Find the Mass of 3.8 mol of H₂O: A Step‑by‑Step Guide
Understanding how to convert moles to grams is a fundamental skill in chemistry, and the task “find the mass of 3.Think about it: 8 mol of H₂O” serves as a perfect example to illustrate the mole concept, molar mass calculations, and the importance of significant figures. This article walks you through the entire process, explains the underlying science, anticipates common questions, and reinforces the learning with a clear summary.
Introduction
When you need to find the mass of 3.8 mol of H₂O, you are essentially asking: how many grams does a sample containing 3.8 moles of water weigh? The answer hinges on two core ideas: the definition of a mole and the molar mass of water. A mole is a counting unit that links the microscopic world of atoms and molecules to the macroscopic world we can measure in the laboratory. By knowing the molar mass (the mass of one mole of a substance), you can convert any amount expressed in moles directly into grams. This conversion is indispensable for stoichiometry, solution preparation, and countless real‑world applications ranging from pharmaceutical formulation to environmental analysis.
Steps to Find the Mass
Follow these systematic steps to obtain the correct mass, paying attention to units and significant figures at each stage.
1. Write Down the Given Quantity
- Amount of substance: 3.8 mol H₂O
2. Determine the Molar Mass of H₂O
The molar mass is the sum of the atomic masses of all atoms in the molecule Most people skip this — try not to..
- Hydrogen (H): ≈ 1.008 g mol⁻¹ (two atoms)
- Oxygen (O): ≈ 15.999 g mol⁻¹ (one atom)
[ \text{Molar mass of H₂O} = 2(1.008) + 15.999 = 2.016 + 15.999 = 18.

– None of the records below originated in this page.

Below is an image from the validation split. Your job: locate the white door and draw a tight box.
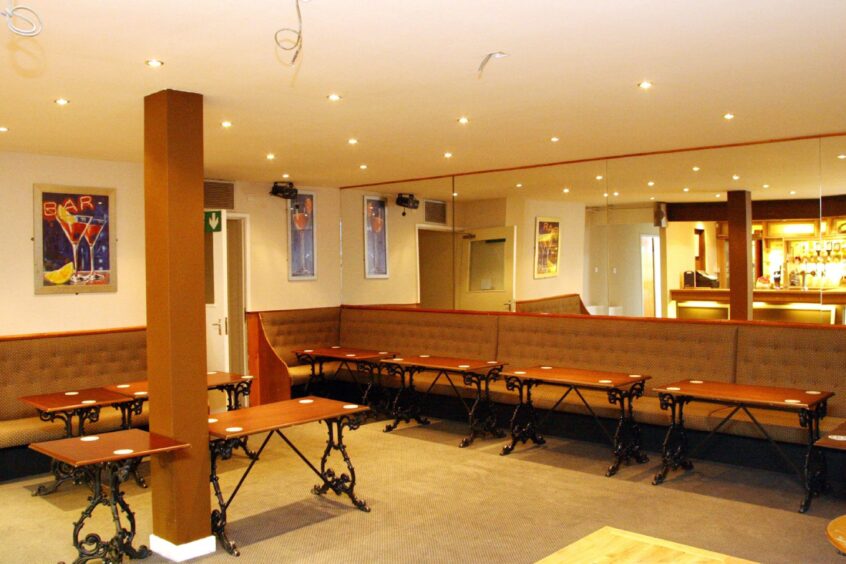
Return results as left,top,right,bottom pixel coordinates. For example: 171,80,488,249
205,210,229,372
455,225,517,311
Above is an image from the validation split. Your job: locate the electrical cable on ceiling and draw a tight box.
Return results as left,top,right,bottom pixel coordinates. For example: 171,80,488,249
273,0,303,65
0,0,44,37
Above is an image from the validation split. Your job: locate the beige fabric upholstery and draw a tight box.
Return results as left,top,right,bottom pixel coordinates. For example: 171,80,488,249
737,325,846,417
0,330,147,420
499,315,737,389
341,308,497,360
261,307,341,364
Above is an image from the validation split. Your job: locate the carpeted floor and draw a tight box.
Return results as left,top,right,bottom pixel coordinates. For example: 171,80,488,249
0,421,846,563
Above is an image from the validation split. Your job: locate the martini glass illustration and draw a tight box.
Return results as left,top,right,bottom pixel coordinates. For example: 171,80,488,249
56,206,91,284
83,217,106,281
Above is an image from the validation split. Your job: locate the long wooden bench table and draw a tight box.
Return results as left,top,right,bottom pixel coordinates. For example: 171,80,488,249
501,365,649,476
209,396,370,556
652,380,834,513
30,429,189,562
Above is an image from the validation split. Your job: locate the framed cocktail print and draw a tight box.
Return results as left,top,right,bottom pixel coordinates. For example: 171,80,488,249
364,196,388,278
535,217,561,278
288,190,317,280
33,184,117,294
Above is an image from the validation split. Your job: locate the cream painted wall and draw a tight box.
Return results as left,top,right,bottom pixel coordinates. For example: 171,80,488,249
234,182,341,311
0,153,147,335
340,189,424,305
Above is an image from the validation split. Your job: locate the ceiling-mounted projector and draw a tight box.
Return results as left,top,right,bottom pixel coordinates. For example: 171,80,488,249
270,182,297,200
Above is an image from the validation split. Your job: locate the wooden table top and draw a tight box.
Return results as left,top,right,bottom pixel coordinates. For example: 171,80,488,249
814,423,846,450
209,396,370,439
502,365,650,389
653,380,834,410
20,388,129,413
105,372,253,398
382,354,505,372
293,346,394,360
29,429,190,466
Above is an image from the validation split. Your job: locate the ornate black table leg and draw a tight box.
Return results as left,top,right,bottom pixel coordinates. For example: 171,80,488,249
799,401,828,513
458,366,505,448
605,382,649,476
500,376,546,455
312,416,370,512
73,460,150,564
385,364,430,433
652,394,693,486
32,406,100,496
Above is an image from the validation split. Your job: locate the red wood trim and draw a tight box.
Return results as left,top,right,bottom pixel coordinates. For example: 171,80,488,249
0,325,147,342
340,131,846,190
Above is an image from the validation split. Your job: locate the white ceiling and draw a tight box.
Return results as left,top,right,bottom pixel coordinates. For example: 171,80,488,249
0,0,846,202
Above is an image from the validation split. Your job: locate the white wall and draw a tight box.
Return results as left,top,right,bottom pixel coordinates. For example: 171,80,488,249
0,153,147,335
234,182,341,311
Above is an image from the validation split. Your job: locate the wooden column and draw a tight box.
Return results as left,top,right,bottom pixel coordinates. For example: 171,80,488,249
728,190,754,320
144,90,211,545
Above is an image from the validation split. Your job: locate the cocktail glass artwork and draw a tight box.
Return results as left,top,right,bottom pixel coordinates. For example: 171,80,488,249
83,217,106,282
56,206,91,284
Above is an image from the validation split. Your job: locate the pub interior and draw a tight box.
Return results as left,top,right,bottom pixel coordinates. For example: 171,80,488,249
0,0,846,563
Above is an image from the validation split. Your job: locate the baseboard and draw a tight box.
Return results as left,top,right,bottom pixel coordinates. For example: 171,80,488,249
150,535,217,562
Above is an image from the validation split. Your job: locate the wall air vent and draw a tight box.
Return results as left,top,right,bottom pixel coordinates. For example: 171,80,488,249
203,180,235,210
424,200,446,225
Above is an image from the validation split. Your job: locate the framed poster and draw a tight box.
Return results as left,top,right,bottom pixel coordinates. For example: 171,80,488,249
288,190,317,280
33,184,117,294
535,217,561,278
364,196,388,278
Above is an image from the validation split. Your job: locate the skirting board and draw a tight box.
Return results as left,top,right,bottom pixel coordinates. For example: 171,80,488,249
150,535,217,562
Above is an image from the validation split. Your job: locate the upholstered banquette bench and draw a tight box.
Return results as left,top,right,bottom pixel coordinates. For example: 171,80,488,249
262,306,846,444
0,328,147,479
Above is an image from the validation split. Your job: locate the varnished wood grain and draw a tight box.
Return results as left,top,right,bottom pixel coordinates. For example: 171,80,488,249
29,429,190,466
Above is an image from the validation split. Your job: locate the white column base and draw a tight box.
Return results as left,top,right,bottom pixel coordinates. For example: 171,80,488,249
150,535,217,562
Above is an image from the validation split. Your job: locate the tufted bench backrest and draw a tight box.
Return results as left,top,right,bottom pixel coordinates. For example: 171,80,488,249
0,329,147,420
499,315,737,389
737,325,846,417
260,307,341,365
341,307,497,360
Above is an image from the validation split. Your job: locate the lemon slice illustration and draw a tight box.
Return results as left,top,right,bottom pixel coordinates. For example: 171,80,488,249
44,262,73,286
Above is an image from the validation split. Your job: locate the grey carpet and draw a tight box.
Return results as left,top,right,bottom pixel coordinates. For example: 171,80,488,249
0,421,846,564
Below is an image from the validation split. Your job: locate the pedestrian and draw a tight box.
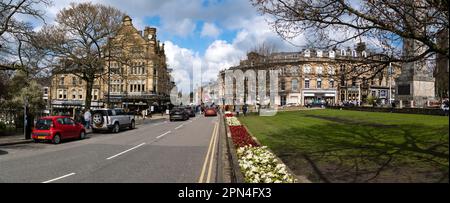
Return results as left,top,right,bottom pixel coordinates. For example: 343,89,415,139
83,109,92,129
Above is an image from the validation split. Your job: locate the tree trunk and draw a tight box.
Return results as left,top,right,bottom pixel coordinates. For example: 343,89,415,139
85,79,94,110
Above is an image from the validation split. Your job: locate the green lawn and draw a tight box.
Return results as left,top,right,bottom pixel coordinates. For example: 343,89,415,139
240,110,449,182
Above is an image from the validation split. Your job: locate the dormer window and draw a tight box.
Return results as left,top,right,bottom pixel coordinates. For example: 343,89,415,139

Tip: Keep the molar mass to at least four significant figures during intermediate steps to avoid rounding errors.
3. Set Up the Conversion
Use the relationship:
[ \text{mass (g)} = \text{amount (mol)} \times \text{molar mass (g mol}^{-1}) ]
4. Perform the Multiplication
[ \text{mass} = 3.8\ \text{mol} \times 18.015\ \frac{\text{g}}{\text{mol}} = 68.457\ \text{g} ]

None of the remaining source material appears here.